中学の時、現代国語の教科書に西脇順三郎の詩が載っていた。そのモダンさ、日本語の豊饒さに眼をひらかされた。新潮文庫から出ていた西脇の詩集を買って、よくわからないまま読んでいた。
この詩集もそうだ。モダンさがキラキラしている。しなやかな感性から生まれる言葉がナイフのように尖っている。卓越した言葉のモンタージュとでも言おうか。なんだけど修辞に秘められた作者のエロスやパトス。それに、やられたのかもね。
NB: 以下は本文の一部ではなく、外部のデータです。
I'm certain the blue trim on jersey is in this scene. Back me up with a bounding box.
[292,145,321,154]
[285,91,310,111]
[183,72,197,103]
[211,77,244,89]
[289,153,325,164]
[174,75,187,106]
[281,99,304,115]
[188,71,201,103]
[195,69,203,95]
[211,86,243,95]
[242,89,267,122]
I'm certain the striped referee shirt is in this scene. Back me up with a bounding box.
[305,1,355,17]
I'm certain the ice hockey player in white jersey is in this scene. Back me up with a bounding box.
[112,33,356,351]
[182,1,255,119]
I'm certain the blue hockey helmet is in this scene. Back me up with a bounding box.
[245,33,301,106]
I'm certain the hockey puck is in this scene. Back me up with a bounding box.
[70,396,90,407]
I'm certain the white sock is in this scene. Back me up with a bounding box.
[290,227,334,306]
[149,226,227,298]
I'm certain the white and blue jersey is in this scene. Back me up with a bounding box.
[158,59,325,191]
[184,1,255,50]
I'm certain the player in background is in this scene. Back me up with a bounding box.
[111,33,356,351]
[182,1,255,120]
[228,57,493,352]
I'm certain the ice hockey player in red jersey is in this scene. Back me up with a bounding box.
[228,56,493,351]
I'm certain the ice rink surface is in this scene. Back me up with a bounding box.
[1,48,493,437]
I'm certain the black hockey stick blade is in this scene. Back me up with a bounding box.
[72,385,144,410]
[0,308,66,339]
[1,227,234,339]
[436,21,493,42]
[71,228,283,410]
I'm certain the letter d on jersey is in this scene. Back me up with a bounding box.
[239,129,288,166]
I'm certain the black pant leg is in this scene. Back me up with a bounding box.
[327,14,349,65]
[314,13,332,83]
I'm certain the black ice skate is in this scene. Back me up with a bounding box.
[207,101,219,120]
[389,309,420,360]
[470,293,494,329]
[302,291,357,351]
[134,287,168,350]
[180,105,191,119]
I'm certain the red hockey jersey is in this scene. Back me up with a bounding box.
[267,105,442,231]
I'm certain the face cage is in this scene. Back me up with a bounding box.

どこかバタくさいのは、彼女が北海道・余市の出身もあるのだろう。彼女の兄と伊藤整が親友で伊藤が彼女の翻訳の師匠となって手解きを受けたそうだ。で、ジョイスを訳す。
彼女は伊藤に恋心を抱いていたそうだが、彼には友人の可愛い妹という存在だったのだろうか。
「詩篇」77篇から好きな2篇を引用。
「 昆虫
昆虫が電源のやうな速度で繁殖した。
地殻の腫物をなめつくした。
美麗な衣裳を裏返して、都会の夜は女のやうに眠つた。
私はいま殻を乾す。
鱗のやうな皮膚は金属のやうに冷たいのである。
顔半分を塗りつぶしたこの秘密をたれもしつてはゐないのだ。
夜は、盗まれた表情を自由に回転さす痣をのある女を有頂天にする。」
最初のこの詩でKOされた。
「海の天使
揺籃はごんごん鳴ってゐる
しぶきがまひあがり
羽毛を搔きむしったやうだ
眠れるものの帰りを待つ
音楽が明るい時刻を知らせる
私は大声をだし訴へようとし
波はあとから消してしまう
私は海へ捨てられた」
どことなくヴァージニア・ウルフを感じさせる。
「小文」4篇は、最果タヒあたりが書きそうなエッセイって感じ。
川崎賢子のあとがきより引用。
「塚本邦雄は左川ちかの詩を「生きながら屍毒(プトマイン)に満ちた」ものと読んだ」
著者のことをゴスロリのメガネっ子。なんて言うと、顰蹙を買うかな。